ESTÁ claro que casi todas las manifestaciones artísticas pueden tener el favor del público o su rechazo mas absoluto. En principio, las vanguardias, las novedades, los proyectos grandiosos consiguen tantos detractores como fans fatales. Y de eso se trata precisamente.
Si la mayoría de los gijoneses encuentran en La Laboral Centro de Arte y Creación Industrial una magnífica oportunidad de acercarse al arte, algunos otros piensan que el proyecto es una solemne babayada.
No tengo por La Laboral el aprecio, el inmenso amor que le profesan sus antiguos alumnos. Lo conozco poco y mal de algún concierto de música clásica en la infancia y de otros más canallas en la adolescencia. No tengo más recuerdo de La Laboral que la tristeza de verla deteriorarse día a día. Es, por tanto, formidable recuperar un edificio de estas características.
Ofertar arte y cultura, si bien no muy usual por estos lares, está comprobado que eleva el nivel cultural y social de una población y que aumenta sus visitas y la calidad de las mismas. Además, con suerte, aquellos que estén en disposición de crecer, les abrirá la mente.

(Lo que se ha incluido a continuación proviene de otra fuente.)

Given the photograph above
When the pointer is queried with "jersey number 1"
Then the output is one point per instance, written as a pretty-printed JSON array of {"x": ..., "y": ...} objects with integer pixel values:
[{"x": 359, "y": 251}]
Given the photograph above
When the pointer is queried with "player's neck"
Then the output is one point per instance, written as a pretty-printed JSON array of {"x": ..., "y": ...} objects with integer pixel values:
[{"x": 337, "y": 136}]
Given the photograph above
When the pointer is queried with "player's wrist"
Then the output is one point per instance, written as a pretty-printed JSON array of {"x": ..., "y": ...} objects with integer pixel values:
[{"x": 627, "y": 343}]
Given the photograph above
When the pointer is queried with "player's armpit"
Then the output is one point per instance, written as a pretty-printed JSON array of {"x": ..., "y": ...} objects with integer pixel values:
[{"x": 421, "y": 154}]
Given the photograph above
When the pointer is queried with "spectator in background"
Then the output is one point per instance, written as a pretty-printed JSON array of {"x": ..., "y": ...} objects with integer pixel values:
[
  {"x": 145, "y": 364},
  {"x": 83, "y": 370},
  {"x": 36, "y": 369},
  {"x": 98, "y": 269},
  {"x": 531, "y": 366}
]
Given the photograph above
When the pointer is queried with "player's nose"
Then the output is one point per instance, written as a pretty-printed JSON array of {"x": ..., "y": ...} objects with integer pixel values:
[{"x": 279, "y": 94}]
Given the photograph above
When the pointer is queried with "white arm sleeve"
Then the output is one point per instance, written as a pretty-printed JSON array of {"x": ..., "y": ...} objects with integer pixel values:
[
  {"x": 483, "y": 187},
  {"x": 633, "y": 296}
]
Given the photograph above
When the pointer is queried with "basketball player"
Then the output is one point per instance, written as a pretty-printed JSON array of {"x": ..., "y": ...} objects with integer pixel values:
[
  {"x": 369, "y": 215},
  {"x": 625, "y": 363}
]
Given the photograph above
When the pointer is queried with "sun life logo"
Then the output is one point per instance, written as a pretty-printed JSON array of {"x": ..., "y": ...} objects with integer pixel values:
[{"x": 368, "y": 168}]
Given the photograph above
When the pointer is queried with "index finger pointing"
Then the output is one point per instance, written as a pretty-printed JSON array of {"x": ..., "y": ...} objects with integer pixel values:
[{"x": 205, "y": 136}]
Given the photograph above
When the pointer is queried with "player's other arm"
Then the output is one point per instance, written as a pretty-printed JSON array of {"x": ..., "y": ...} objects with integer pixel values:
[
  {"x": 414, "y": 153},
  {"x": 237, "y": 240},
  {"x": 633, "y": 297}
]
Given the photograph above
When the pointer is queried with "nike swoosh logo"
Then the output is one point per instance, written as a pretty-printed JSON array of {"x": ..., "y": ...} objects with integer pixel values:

Quienes no se sientan felices con la iniciativa, quienes no quieran despejar el pelo de la dehesa o desprecien cualquier iniciativa, no tendrán mayores problemas; no va a ser obligatorio visitarla ni seguir sus exposiciones ni su programación y podrán continuar su vida mirando hacia otro lado.
Si la iglesia de La Laboral es desacralizada, probablemente sea motivo de disgusto para su cura párroco y para su ingente clientela.
Que la iglesia no quiera renunciar a sus espacios y prefiera mostrar en ellos sus particulares manifestaciones artísticas, es lógico.
Que el propietario, el casero o como quiera que se llame técnicamente al Principado en este su nuevo negociado decide darle otras salidas es algo natural y sano.
En este país hay muchos creyentes y otros que no lo son. Debe, por tanto, La Laboral ser espacio para todos, espacio que puede ser compartido sin exclusivas. Pues eso, que nunca llueve al Sur de California, ni a gusto de todos. Así es la vida, así es el arte.